# Threshold Adjustment

👇 Load the player `player_performances.csv` dataset to see what you will be working with.

In [None]:
import pandas as pd

data = pd.read_csv('data/player_performances.csv')

data.head()

ℹ️ Each observation represents a player and each column a characteristic of performance. The target `target_5y` defines whether the player has had a professional career of less than 5 years [0] or 5 years or more [1].

# Preprocessing

👇 To avoid spending too much time on the preprocessing, Robust Scale the entire feature set.
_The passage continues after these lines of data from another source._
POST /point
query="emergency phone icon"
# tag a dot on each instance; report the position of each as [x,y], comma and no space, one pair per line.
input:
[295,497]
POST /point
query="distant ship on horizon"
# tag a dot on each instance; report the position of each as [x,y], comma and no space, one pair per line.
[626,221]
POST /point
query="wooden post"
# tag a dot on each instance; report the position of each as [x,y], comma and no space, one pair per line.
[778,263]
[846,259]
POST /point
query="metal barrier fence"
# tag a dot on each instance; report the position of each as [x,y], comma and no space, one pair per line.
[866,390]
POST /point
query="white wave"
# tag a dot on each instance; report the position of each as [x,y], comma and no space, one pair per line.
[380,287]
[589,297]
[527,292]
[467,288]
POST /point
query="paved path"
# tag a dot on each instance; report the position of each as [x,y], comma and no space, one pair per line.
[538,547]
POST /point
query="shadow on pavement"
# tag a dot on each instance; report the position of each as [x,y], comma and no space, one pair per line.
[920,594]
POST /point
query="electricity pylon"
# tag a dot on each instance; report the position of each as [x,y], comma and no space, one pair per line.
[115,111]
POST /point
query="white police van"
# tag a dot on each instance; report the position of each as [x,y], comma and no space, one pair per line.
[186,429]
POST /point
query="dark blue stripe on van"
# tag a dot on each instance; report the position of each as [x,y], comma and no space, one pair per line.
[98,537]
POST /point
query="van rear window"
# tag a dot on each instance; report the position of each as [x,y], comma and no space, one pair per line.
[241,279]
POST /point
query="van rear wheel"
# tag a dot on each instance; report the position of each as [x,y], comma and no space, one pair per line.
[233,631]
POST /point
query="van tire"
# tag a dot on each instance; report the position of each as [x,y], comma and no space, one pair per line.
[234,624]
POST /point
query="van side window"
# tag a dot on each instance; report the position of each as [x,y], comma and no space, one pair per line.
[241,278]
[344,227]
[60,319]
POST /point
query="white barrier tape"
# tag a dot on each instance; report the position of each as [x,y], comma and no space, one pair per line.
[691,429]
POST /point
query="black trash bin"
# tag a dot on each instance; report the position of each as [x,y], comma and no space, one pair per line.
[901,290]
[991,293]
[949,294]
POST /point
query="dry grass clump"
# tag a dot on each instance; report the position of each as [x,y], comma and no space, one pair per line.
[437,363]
This practice is not optimal, but can be used for preliminary preprocessing and/or to get models up and running quickly.

Save the scaled feature set as `X_scaled`.

In [None]:
from sklearn.preprocessing import RobustScaler

# Instanciate Scaler
scaler = RobustScaler()

# Transform features
X_scaled = scaler.fit_transform(data.drop(columns = 'target_5y'))

### ☑️ Check your code

In [None]:
from nbresult import ChallengeResult

result = ChallengeResult('scaled_features',
                         scaled_features = X_scaled
)

result.write()
print(result.check())

# Base modeling

🎯 The task is to detect players who will last 5 years minimum as professionals, with a 90% guarantee.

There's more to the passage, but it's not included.